Basis for measuring assets.   When determining PFIC status using the asset test, a foreign corporation may use adjusted basis if:
  1. The corporation is not publicly traded for the taxable year and

  2. The corporation is (a) a controlled foreign corporation within the meaning of section 957 (CFC) or (b) makes an election to use adjusted basis.

  Publicly traded corporations must use fair market value when determining PFIC status using the asset test.

Look-thru rule.   When determining if a foreign corporation that owns at least 25% (by value) of another corporation is a PFIC, the foreign corporation is treated as if it held a proportionate share of the assets and received directly its proportionate share of the income of the 25%-or-more owned corporation.

CFC overlap rule.   A 10% U.S. shareholder (defined in section 951(b)) that includes in income its pro rata share of subpart F income for stock of a CFC that is also a PFIC generally will not be subject to the PFIC provisions for the same stock during the qualified portion of the shareholder's holding period of the stock in the PFIC. This exception does not apply to option holders. For more information, see section 1297(d).


The attribution rules of section 1298(a)(2)(B) will continue to apply even if the foreign corporation is not treated as a PFIC with respect to the shareholder under section 1297(d).

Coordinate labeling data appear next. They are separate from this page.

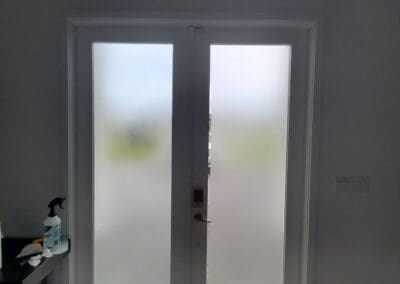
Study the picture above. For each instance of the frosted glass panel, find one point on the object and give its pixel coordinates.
(249, 90)
(132, 162)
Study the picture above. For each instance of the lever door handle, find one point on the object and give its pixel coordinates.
(199, 218)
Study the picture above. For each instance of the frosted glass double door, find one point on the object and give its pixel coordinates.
(186, 136)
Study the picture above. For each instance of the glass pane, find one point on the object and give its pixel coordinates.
(249, 90)
(132, 162)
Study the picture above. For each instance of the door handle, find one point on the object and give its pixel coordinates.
(200, 219)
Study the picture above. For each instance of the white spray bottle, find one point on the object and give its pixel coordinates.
(52, 226)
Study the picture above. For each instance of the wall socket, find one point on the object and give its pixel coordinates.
(352, 184)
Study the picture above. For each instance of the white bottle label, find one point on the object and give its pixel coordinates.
(51, 237)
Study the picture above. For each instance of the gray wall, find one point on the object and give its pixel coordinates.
(358, 234)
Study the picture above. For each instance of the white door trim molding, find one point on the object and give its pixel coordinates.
(312, 25)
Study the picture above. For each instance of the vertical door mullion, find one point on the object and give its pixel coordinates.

Qualified Electing Fund (QEF) Election

A PFIC is a QEF if a U.S. person who is a direct or indirect shareholder of the PFIC elects (under section 1295) to treat the PFIC as a QEF. See the instructions for Election A later for information on making this election.

Tax Consequences for Shareholders of a QEF

  • A shareholder of a QEF must annually include in gross income as ordinary income its pro rata share of the ordinary earnings and as long-term capital gain its pro rata share of the net capital gain of the QEF.

  • The shareholder may elect to extend the time for payment of tax on its share of the undistributed earnings of the QEF (Election B) until the QEF election is terminated.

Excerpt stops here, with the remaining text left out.